Meet the Symposium Moderators
Nicole P. Dyszlewski (she/her) currently serves as a Professor and the Director of Special Programs, Academic Affairs, for the Law School. She originally joined the staff of the law school as the Research/Access Services Librarian in 2015 having come from a public legislative library before becoming the Head of Reference, Instruction, and Engagement in the law library prior to accepting her current position. She received a B.A. from Hofstra University, a J.D. from Boston University School of Law, and an M.L.I.S. from the University of Rhode Island Graduate School of Library and Information Studies. She is a member of the Massachusetts State Bar and the Rhode Island State Bar. Prior to becoming a law librarian, Nicole practiced real estate law. Her areas of interest are DEIB pedagogy in law school, mass incarceration, and access to justice.

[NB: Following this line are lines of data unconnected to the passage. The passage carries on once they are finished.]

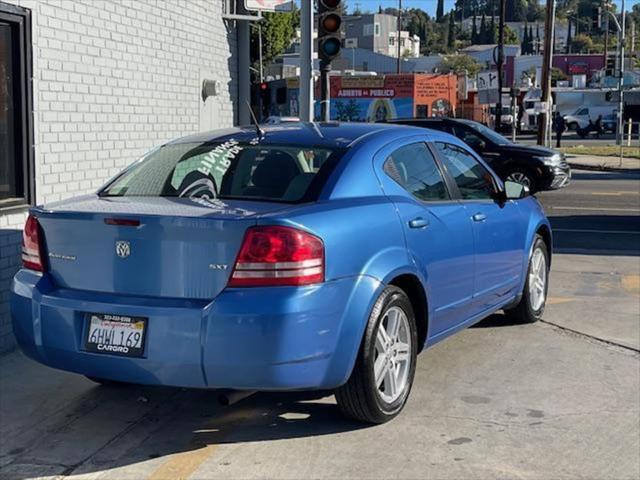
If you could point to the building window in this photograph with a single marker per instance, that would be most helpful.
(16, 108)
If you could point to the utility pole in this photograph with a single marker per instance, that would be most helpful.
(306, 62)
(500, 62)
(606, 41)
(623, 24)
(398, 34)
(545, 115)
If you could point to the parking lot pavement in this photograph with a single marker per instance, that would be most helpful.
(557, 399)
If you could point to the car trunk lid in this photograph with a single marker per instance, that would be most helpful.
(164, 247)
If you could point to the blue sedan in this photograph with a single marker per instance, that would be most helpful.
(299, 257)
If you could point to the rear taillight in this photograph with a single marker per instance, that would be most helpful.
(274, 255)
(32, 245)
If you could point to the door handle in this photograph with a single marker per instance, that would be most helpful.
(418, 223)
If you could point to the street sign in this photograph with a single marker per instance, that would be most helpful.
(268, 5)
(488, 87)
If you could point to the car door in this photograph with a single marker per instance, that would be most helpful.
(437, 229)
(498, 227)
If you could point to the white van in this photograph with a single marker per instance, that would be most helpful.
(580, 118)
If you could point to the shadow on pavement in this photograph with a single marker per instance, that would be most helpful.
(112, 426)
(596, 234)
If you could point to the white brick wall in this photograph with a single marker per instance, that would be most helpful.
(113, 78)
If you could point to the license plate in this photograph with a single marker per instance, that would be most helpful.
(115, 334)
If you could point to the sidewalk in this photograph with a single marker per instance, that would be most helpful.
(594, 162)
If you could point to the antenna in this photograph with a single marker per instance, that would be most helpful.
(259, 130)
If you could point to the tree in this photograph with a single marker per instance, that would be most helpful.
(510, 36)
(582, 44)
(557, 74)
(516, 10)
(451, 34)
(535, 12)
(458, 64)
(278, 30)
(440, 10)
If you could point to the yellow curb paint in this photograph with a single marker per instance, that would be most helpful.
(631, 284)
(614, 194)
(559, 300)
(181, 466)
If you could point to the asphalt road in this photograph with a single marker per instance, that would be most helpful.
(557, 399)
(598, 212)
(571, 138)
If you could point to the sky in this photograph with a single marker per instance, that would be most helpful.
(430, 5)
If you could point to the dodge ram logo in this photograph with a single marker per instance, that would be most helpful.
(123, 248)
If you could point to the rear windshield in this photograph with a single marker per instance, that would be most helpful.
(229, 170)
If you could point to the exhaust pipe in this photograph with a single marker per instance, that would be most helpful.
(234, 396)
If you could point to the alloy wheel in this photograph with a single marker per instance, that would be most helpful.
(537, 279)
(392, 362)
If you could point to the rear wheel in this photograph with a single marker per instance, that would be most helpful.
(383, 374)
(534, 296)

Samuel Filiaggi (he/him) is a 2L at Roger Williams University School of Law. From Batavia, Illinois, he graduated from the University of Rhode Island in 2019 where he majored in marine affairs and minored in oceanography. Samuel also came out as a transgender man at the end of his undergraduate career. He eventually decided to attend law school in order to practice marine environmental law and advocate for social change. At RWU Law, he is enrolled in the Honors Program, the President of the Phi Alpha Delta chapter, the Treasurer for the LGBT+ Alliance, and on the Student Title IX Committee. As a research assistant to Professor Monica Teixeira de Sousa, Samuel investigates how BIPOC communities advocate for their education, which includes desegregating, ensuring adequate funding, and representing their experiences in curriculum. In the summer after his 1L year, Samuel was a legal intern for the Rhode Island Center for Justice on their housing team. There, he assisted attorneys with clients facing eviction, poor conditions, and other housing-related situations where individuals would not ordinarily have access to representation. When not studying law, Samuel enjoys nature photography, baking, sea chanteys, and taking care of his guinea pigs Cannoli and Biscotti.

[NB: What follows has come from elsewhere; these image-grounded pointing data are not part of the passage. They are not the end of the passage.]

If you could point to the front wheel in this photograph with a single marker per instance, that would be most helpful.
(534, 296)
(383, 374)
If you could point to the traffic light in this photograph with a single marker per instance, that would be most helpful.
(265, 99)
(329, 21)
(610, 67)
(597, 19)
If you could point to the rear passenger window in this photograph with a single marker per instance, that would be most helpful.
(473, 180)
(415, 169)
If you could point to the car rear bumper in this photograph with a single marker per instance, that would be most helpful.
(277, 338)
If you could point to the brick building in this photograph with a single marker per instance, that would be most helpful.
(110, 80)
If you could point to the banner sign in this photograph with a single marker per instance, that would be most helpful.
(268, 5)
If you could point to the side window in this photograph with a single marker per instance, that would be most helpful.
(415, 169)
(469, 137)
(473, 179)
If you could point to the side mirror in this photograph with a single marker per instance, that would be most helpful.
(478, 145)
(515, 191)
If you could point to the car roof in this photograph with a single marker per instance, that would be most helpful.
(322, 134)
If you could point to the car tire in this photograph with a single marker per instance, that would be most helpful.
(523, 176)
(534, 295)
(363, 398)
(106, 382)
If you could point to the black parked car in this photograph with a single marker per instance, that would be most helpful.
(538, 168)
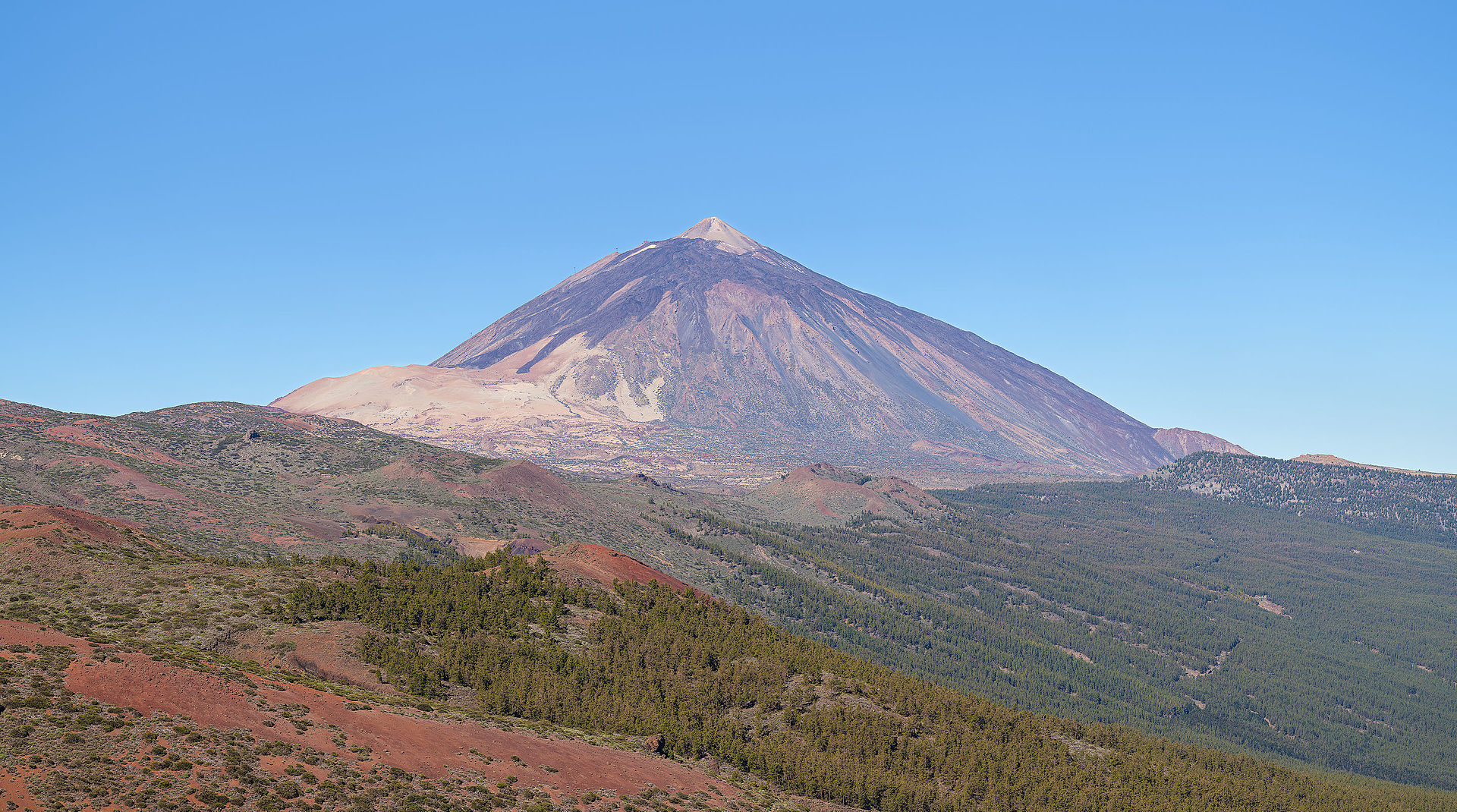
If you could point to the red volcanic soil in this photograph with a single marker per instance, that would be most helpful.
(837, 493)
(15, 791)
(429, 747)
(327, 649)
(605, 566)
(55, 521)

Monica Teixeira de Sousa is a Professor of Law at Roger Williams University School of Law where she teaches Property, Education Law, Family Law, and Race & the Foundations of American Law. Prior to joining the RWU Law faculty in 2022, Monica was a tenured professor at New England Law | Boston where she created and served as the director of the First Generation Students Program. Before her academic career, Monica was a staff attorney at Rhode Island Legal Services, where she began practicing in 2002 as a Skadden Fellow and created a school-based legal clinic at her former elementary school in Pawtucket. She represented parents and students in school discipline and special education cases, as well as public benefits and eviction defense matters. Monica has served as a member of the Rhode Island College Upward Bound Program Alumni Scholarship Committee since 2013, serves on the Board of Directors of the nonprofits Justice at Work and Project Weber/RENEW, and is a member of the Cape Verdean American Lawyers Association. Monica earned her JD from Georgetown Law in 2002 and her BA from Brown University in 1998.
This program is approved for five (5) Rhode Island CLE credit hours.